When her mother opened the door, I noticed that Jessica was sitting alone in the living room knitting. She’d recently adopted this new hobby, and I joked with her saying “You know, my grandmother knits maybe you could learn something from her.” She always shrugged my jokes off, because their timing was always off or they were just clever, and no one laughs at a joke that is “just clever”.

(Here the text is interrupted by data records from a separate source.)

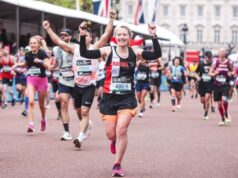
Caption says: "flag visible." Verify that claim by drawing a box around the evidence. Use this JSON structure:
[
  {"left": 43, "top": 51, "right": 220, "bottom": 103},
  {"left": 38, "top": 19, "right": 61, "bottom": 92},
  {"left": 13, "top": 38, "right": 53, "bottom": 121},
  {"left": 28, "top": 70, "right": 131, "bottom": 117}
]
[
  {"left": 134, "top": 0, "right": 145, "bottom": 25},
  {"left": 151, "top": 0, "right": 159, "bottom": 24},
  {"left": 93, "top": 0, "right": 112, "bottom": 17},
  {"left": 110, "top": 37, "right": 144, "bottom": 46}
]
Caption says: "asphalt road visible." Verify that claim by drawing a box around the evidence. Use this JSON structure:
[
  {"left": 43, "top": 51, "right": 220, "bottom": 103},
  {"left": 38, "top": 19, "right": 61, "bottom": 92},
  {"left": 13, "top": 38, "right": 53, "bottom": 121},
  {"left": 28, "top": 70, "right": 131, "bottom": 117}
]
[{"left": 0, "top": 93, "right": 238, "bottom": 178}]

While Jessica sped to put her knitting equipment away, I glanced at the dining room table. Letters from the previous week had piled up, and I noticed the recent acceptance letter from Depaul University.
Her mother grazed passed me and asked, “How was your day?”
“Good, and yours?”
“It was good.” She nodded her head in reassurance.
Jessica and I went up to her room and listened to a CD. After repeating the conversation I had with her mother only now it was with Jessica, we realized that our greetings had become formulaic and uninviting. Bored, we left to go on one of our usual late night coffee and pancake runs.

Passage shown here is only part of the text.